Lastly, it’s people that interpret the results and come up with explanations to make any of this useful.
AI—finite problem solving capabilities.(Baysianism works here)
People and AGI- infinite problem solving capabilities. (Popperian works here)
It’s a huge gap from one to the next.
I don’t expect you to be convinced by my explanation. It took me years of carrying this epistemology around in my head, learning more from Popper and David Deutsch, and the like, to make sense of it. It’s a work in progress.
Thanks for your great questions, this is fun for me. It’s also helping me think of ways to better explain this worldview.

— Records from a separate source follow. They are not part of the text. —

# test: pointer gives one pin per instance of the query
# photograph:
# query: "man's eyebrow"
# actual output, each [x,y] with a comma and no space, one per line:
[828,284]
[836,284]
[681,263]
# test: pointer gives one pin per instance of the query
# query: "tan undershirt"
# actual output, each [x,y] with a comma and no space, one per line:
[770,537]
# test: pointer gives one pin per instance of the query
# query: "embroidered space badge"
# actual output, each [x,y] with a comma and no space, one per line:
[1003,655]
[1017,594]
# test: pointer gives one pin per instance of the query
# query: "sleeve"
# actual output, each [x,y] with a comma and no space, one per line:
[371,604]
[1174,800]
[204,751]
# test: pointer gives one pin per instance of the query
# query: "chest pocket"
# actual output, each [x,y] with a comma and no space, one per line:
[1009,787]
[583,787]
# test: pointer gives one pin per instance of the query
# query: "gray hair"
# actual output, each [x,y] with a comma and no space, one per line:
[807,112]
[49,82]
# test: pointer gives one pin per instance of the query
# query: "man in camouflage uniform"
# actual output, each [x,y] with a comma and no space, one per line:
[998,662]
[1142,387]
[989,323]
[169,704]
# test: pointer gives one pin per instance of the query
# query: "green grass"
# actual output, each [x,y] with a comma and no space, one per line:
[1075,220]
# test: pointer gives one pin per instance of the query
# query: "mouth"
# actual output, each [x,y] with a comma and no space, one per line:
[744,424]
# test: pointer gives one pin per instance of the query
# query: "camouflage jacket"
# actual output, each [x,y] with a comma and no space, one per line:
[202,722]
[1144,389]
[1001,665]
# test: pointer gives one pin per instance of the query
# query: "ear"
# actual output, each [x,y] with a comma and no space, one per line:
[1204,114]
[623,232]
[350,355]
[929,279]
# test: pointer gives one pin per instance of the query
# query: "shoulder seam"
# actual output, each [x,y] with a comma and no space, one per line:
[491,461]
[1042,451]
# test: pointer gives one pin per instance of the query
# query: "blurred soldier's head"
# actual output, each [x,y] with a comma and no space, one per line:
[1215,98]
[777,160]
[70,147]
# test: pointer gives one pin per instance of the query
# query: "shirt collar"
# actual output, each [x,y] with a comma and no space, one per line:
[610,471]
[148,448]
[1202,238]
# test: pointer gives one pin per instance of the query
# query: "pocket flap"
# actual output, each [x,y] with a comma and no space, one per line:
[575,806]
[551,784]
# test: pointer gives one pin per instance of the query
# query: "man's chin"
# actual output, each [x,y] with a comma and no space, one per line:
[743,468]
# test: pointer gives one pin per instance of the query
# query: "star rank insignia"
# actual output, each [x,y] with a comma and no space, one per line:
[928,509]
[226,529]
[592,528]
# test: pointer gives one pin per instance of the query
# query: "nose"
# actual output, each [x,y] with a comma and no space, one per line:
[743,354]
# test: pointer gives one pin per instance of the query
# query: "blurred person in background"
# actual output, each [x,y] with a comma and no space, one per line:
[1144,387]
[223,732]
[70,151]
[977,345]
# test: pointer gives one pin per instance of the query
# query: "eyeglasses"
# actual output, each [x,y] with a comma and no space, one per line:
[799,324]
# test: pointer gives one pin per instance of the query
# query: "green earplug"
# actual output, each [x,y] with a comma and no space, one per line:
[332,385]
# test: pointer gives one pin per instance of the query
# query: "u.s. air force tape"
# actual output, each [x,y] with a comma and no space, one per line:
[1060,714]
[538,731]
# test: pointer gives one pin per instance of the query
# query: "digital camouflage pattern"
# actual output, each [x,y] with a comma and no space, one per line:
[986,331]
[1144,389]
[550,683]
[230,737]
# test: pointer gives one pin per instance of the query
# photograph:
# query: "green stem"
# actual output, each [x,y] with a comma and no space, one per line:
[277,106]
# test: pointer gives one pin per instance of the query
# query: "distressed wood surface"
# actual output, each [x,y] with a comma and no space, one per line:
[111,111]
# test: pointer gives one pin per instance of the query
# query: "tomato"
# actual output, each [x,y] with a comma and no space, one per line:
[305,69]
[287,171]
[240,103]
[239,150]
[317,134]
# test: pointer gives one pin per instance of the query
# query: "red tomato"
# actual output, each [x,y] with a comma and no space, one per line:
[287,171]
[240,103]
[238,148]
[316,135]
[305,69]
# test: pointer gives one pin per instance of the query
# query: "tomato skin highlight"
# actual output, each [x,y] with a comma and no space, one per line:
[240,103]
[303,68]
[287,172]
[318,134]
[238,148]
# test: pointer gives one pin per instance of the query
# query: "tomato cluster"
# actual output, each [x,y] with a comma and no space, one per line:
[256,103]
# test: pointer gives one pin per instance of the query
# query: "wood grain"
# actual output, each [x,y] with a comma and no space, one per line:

You’re welcome, and thanks for the reply. I’m enjoying our conversation.
What about:
ai art as an example of human creativity
ai generating hypotheses that humans could not, seemingly demonstrating human creativity
ai generating theorems (conjectures, refutations), in old systems back in the 60′s
If the concerns are:
creativity in response to real-world events
ability to increase understanding of a novel environment without aid from a predefined ontology, except for testing behaviors learned by mimicry
ability to improve epistemological distinctions
then I think future developments in robotics will satisfy human intuitions of what it takes for an agi to be an AGI. We can see the analogies between robot behavior and human behavior more easily, and they will be an easier proof of AGI functionality of the kind that your worldview denies.
EDIT:When the robots are controlled or communicated with by external AI using input from robot sensors or external sensors, we will have a fuller idea of the varieties of experience and learning that are humanlike that AI can demonstrate.